Testing Strategy

Decision

Spec-driven, multi-layer testing. Unit tests for internals, oracle comparison for behavioral equivalence, integration tests for language semantics, PUC-Rio official test suite as the compatibility target.

Current: 1325 tests (609 unit, 431 integration, 277 oracle, 5 proptest, 3 lua51). With dynmod feature: 1333 tests (611 unit, 6 dynmod, 431 integration, 277 oracle, 5 proptest, 3 lua51). All 5 layers are active.

Test Layers

Layer 1: Unit Tests

In-module #[cfg(test)] blocks testing internal components in isolation. Every implementation chunk includes unit tests.

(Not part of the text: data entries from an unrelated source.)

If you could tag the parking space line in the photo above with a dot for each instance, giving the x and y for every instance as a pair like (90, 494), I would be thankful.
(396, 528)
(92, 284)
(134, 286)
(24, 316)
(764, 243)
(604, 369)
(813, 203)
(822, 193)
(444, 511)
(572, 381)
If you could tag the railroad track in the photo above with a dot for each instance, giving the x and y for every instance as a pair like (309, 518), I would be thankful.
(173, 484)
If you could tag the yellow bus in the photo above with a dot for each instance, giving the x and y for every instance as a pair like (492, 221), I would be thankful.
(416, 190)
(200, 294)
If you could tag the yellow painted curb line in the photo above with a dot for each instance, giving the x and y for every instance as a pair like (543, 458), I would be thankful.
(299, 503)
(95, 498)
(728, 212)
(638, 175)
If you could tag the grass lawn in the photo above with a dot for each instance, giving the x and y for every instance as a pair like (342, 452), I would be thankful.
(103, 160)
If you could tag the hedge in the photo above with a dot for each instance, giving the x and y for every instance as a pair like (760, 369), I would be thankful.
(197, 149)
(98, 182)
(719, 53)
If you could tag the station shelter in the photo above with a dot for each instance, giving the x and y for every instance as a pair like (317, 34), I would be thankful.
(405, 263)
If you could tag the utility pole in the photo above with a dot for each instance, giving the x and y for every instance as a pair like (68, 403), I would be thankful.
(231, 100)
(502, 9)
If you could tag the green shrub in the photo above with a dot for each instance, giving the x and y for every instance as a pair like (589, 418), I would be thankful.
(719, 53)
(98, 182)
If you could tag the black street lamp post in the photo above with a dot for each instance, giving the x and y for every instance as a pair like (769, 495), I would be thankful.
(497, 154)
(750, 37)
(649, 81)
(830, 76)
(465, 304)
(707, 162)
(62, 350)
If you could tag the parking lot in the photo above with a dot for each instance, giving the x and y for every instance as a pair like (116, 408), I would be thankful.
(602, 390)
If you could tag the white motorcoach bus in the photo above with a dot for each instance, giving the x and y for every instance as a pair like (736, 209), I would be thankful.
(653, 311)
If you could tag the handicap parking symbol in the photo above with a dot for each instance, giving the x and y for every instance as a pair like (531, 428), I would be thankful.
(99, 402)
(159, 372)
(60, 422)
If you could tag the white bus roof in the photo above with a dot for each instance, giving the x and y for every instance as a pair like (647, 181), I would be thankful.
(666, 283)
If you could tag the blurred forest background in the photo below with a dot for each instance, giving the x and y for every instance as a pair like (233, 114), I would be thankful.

Lexer tests (src/compiler/lexer.rs):

Token type recognition for all keywords and symbols
Number literal parsing (decimal, hex, float, exponent)
String literal parsing (escapes, long brackets)
Comment handling (single-line, long comments)
Error cases (unterminated strings, invalid escapes)
Source position tracking

Parser tests (src/compiler/parser.rs):

Expression parsing with operator precedence
Statement parsing for each statement type
Block and scope handling
Error recovery and error messages
AST structure verification

Compiler tests (src/compiler/codegen.rs):

Instruction emission for each AST node type
Register allocation
Constant pool management
Upvalue resolution
Jump backpatching

VM tests (src/vm/):

Instruction dispatch correctness
Stack manipulation
GC arena allocation and collection
Table operations (get, set, resize)
String interning
Closure creation and upvalue management

Layer 2: Oracle Comparison Tests

Oracle comparison tests run the same Lua code in both rilua and PUC-Rio Lua 5.1.1, comparing output to verify behavioral equivalence. This catches divergences that unit tests and integration tests might miss.

Reference Binaries

lua (interpreter): ./lua-5.1.1/src/lua
luac (compiler/lister): ./lua-5.1.1/src/luac

Both are built from the official PUC-Rio Lua 5.1.1 tarball. See AGENTS.md for download, verification, and build instructions.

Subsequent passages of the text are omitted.